Business
Incessant pipeline closures lead to oil production decline – Experts

Adebayo Obajemu
The federal government’s bid to maintain uptick in oil production has failed due to incessant pipelines closures.
According to Ambrose Omokhordion, an oil & gas analyst and chief research officer at Investa, this development has made it impossible for the government to realise its objective of boosting exploration and production and increase oil reserves to 40 billion barrels and output to 3 million per day.
According to him, these incessant closures have plunged Nigerian crude oil output to nearly three decades low in the recent weeks.
Dr. Olufemi Omoyele director of Entrepreneurship at Redeemers University also said the intermittent closures have impacted negatively on production, adding that the fields supplying Bonny Light and Qua Iboe, which are the two leading export grades, were closed for maintenance in May but regular supply was gradually returning.

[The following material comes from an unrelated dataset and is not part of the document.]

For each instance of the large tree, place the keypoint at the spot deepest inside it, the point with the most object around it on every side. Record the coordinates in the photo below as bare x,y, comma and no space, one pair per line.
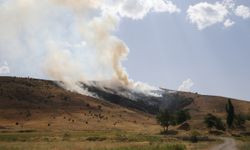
230,113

He also stated that Trans Forcados and Nembe Creek pipelines had been repeatedly sabotaged, and the flow through them has been intermittent throughout the past month.
Despite being Africa’s largest oil producer, Nigeria has been contending with several security, operational, and technical problems in its major oil infrastructure since early 2021, with Nigerian Upstream Petroleum Regulatory Commission revealing the country witnessed a 14 per cent month-on-month fall in crude and condensate production in May, translating to a 1.279 million b/d drop in output.
Nigeria’s crude and condensate production has dropped to almost 50 per cent of its production capacity, which stood at about 2.2 million barrels per day.